# My first Elk.



## Bow Mama (May 1, 2008)

What an exhilerating feeling. From being on my own, remaining calm, but nervous, being still to the point of near exhaustion, to quielty pulling back and releasing when the moment came. Then patience comes into play since it is a nighttime shot and I needed to come back then following morning to track it. Fortunately for me I have a hubby who is amazing and showed me how to track her. What a great and humbling experience. Thankful for thy bounty!

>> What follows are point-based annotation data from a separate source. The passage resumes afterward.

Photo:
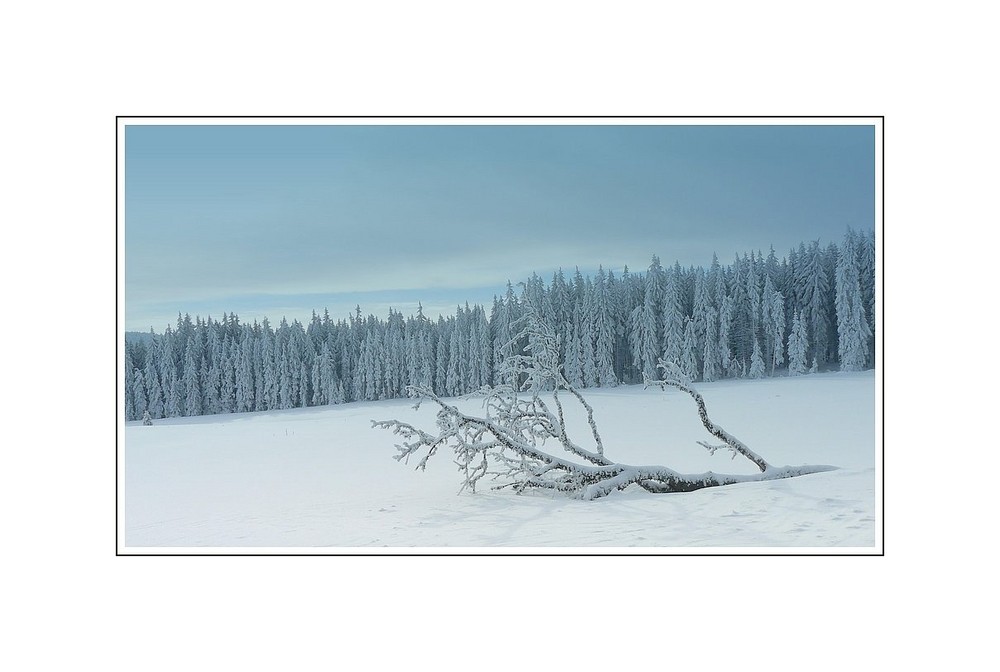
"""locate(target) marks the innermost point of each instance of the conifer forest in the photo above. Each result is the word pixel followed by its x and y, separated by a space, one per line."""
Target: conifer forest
pixel 811 310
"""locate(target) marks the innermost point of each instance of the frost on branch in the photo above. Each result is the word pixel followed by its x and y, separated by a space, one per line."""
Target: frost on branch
pixel 520 439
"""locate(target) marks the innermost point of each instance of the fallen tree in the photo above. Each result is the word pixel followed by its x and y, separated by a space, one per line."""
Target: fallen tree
pixel 510 441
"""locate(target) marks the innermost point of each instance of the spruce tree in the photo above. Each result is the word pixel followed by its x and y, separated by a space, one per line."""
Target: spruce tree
pixel 798 347
pixel 852 326
pixel 756 361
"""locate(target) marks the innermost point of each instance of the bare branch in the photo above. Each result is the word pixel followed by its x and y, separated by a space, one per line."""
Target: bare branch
pixel 508 443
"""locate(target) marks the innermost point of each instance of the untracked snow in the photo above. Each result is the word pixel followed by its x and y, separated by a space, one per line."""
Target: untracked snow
pixel 322 480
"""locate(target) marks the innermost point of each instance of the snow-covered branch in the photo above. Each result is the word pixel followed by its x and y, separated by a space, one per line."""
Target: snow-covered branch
pixel 509 442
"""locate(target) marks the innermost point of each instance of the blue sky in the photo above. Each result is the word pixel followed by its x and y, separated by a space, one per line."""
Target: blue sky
pixel 278 221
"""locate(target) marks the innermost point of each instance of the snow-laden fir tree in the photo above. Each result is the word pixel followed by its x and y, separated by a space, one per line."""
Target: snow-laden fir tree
pixel 138 395
pixel 773 324
pixel 711 364
pixel 192 380
pixel 798 347
pixel 852 327
pixel 603 331
pixel 573 367
pixel 689 351
pixel 587 364
pixel 673 317
pixel 154 391
pixel 644 330
pixel 757 361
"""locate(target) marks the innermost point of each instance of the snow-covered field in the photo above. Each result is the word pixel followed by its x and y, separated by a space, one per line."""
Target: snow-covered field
pixel 321 480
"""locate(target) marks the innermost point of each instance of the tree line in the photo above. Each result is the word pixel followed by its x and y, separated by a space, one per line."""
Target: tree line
pixel 813 310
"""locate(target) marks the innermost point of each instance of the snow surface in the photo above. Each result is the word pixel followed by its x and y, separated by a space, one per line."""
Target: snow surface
pixel 323 481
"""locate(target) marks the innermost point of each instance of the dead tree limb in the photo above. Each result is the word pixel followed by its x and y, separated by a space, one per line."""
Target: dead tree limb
pixel 509 442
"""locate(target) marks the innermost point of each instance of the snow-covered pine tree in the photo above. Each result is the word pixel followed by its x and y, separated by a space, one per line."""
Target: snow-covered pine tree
pixel 815 309
pixel 587 364
pixel 673 317
pixel 757 361
pixel 689 348
pixel 441 357
pixel 154 391
pixel 726 359
pixel 773 323
pixel 192 379
pixel 244 372
pixel 798 347
pixel 138 395
pixel 130 413
pixel 603 330
pixel 643 330
pixel 572 366
pixel 699 314
pixel 852 327
pixel 710 359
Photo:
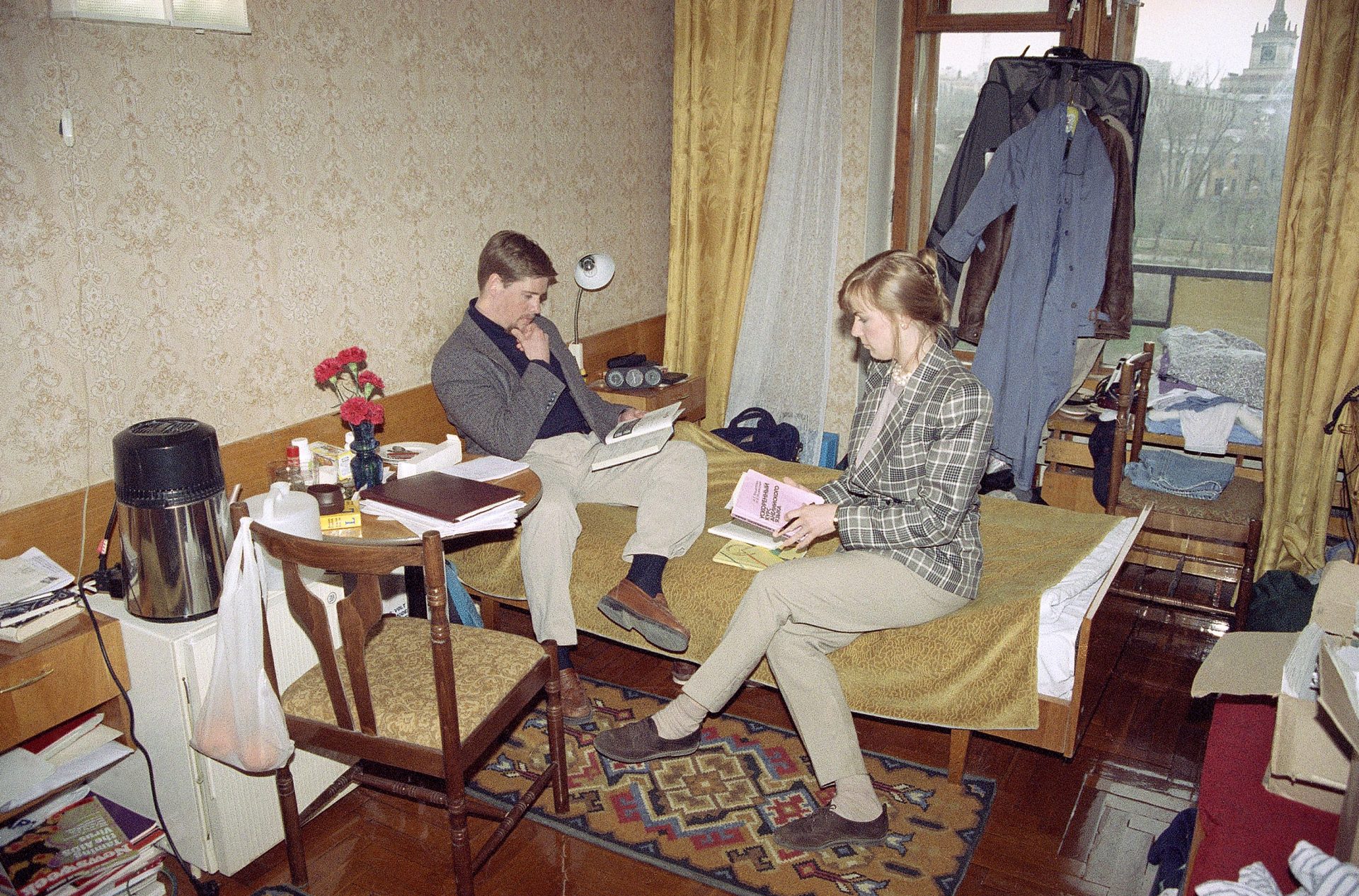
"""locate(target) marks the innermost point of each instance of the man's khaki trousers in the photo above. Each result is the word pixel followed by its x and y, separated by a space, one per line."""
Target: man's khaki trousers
pixel 669 490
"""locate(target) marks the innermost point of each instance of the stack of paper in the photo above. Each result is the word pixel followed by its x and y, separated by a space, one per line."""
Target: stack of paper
pixel 449 505
pixel 34 596
pixel 55 759
pixel 81 844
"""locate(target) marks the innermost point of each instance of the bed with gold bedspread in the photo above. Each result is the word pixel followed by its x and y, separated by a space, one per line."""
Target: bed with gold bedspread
pixel 975 670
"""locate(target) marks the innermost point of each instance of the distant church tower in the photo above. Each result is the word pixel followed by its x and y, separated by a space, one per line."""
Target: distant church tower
pixel 1273 51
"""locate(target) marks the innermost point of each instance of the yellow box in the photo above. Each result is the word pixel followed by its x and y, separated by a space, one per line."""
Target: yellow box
pixel 348 518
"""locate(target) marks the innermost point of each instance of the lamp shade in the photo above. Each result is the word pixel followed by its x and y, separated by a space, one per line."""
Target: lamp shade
pixel 595 271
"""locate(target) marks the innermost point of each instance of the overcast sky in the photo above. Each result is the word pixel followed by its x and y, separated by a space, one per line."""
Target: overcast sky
pixel 1186 33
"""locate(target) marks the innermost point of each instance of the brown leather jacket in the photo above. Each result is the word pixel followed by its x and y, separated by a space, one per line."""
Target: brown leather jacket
pixel 1115 310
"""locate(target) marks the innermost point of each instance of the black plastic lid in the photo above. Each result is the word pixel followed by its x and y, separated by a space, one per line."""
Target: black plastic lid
pixel 166 463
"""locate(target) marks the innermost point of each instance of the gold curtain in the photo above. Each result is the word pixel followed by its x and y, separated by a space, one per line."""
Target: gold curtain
pixel 1314 302
pixel 729 66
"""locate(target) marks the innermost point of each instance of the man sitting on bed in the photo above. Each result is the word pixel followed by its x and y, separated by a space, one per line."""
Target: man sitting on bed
pixel 511 386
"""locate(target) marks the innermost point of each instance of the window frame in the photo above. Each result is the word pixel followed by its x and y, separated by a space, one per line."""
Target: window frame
pixel 922 23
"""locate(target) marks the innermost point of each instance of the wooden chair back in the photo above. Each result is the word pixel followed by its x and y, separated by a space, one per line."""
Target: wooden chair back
pixel 1131 423
pixel 1184 540
pixel 359 615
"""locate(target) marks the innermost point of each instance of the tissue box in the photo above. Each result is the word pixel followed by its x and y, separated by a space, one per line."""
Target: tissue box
pixel 326 454
pixel 1309 760
pixel 348 518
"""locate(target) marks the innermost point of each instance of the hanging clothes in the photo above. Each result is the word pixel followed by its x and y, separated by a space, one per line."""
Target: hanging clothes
pixel 1060 187
pixel 1113 311
pixel 1017 88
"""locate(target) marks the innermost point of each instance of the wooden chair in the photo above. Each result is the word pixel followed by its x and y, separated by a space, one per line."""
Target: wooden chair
pixel 415 695
pixel 1214 540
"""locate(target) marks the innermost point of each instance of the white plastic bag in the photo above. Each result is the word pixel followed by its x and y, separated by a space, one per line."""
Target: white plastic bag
pixel 241 723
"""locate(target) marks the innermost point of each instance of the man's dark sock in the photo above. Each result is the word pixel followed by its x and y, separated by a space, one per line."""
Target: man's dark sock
pixel 646 571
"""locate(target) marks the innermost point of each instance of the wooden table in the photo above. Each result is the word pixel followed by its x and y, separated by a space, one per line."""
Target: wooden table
pixel 374 531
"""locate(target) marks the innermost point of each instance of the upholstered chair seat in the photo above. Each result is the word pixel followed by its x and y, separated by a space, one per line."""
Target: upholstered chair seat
pixel 406 703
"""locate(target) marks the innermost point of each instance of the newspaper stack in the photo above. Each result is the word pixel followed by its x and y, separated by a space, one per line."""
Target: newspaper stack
pixel 81 844
pixel 34 596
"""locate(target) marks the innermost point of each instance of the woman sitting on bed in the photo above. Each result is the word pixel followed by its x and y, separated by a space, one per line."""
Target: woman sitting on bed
pixel 908 519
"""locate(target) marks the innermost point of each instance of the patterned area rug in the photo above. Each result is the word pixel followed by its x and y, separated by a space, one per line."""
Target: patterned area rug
pixel 710 816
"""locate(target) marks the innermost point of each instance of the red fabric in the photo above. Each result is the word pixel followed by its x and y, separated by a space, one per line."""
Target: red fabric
pixel 1242 822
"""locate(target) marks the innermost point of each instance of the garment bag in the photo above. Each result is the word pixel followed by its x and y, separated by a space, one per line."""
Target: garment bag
pixel 1017 88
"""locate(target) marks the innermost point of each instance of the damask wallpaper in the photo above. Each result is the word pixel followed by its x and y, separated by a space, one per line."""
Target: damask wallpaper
pixel 238 207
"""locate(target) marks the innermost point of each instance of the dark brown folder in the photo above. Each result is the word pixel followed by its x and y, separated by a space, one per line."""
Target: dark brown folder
pixel 441 495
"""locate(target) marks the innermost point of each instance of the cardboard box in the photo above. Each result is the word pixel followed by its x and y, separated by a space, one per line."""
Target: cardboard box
pixel 1339 679
pixel 1309 760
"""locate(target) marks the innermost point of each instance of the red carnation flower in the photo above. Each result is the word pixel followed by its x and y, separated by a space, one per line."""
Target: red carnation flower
pixel 355 411
pixel 326 370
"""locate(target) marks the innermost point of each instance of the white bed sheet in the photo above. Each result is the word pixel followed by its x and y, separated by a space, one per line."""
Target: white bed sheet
pixel 1065 607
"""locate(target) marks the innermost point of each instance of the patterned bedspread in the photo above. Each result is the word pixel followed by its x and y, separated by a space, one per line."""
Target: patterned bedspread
pixel 975 668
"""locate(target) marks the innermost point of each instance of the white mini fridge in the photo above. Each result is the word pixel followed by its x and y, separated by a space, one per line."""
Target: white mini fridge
pixel 219 817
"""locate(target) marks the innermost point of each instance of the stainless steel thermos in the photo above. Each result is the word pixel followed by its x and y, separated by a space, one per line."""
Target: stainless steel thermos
pixel 171 516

[attachment=0:1vq3kg7k]Elk hunt 2011 004 (640x480) - Copy (400x300) (200x150).jpg[/attachment:1vq3kg7k]


----------



## bwhntr (Sep 12, 2007)

Nice job! My wife is experiencing her first archery hunt (actually first hunt altogether) this year and it has been fun watching her learn and experience nature.


----------



## Bow Mama (May 1, 2008)

Thanks! BTW shot her at 20 yds. Wish I coulda got the first lead cow but woulda been busted. Shot at a spike the night prior from the same spot but the dreaded "elk" fever got me and I forgot to use my peep sight. I know, I know, live and learn right?


----------



## bearhntr (Oct 6, 2008)

That is totally AWESOME!!! I live for this and my wife on the other hand is not interested in the least. I have to say that your husband is one lucky man. I hope to connect this next week when I get my chance to get out and wander the woods!


----------



## Bo0YaA (Sep 29, 2008)

Congrats on the first elk! what a way to do it. I'm hoping to get that close as well but if I do I will be taking mine with a pistol.


----------



## duneman101 (Nov 6, 2009)

Very nice, that's freakin awesome.


----------



## king eider (Aug 20, 2009)

Jealous to say the least! Wish my wife shared on my hunting passion! Remind your husband he's got a good thing going!! Btw, congrats on your elk. Always a great accomplishment with a bow!


----------



## dkhntrdstn (Sep 7, 2007)

Congrats on your first elk.


----------



## middlefork (Nov 2, 2008)

Sweet! Nothing better than having the ladies and kids be successful.


----------



## Al Hansen (Sep 7, 2007)

Very 8)


----------



## Bears Butt (Sep 12, 2007)

Congrats on the elk! And with a BOW no doubt! Good times!


----------



## longbow (Mar 31, 2009)

That's freakin' awesome! I love hunting with the "little woman". Congrats on a great bowkill. Love that elk meat!!


----------



## silentstalker (Feb 19, 2008)

Great job!


----------



## USMARINEhuntinfool (Sep 15, 2007)

Thats awesome! Good job


----------



## h20fowl (Dec 31, 2009)

great job


----------



## Bow Mama (May 1, 2008)

My husband commented on the cow I shot, that she seemed to have more fat than he had seen for many many years, and his bull we pulled out this morning seems to be more fat than normal also. Anyone else experiencing the same? Think they are in for a rough winter!?


----------



## Huge29 (Sep 17, 2007)

Congrats BM!


----------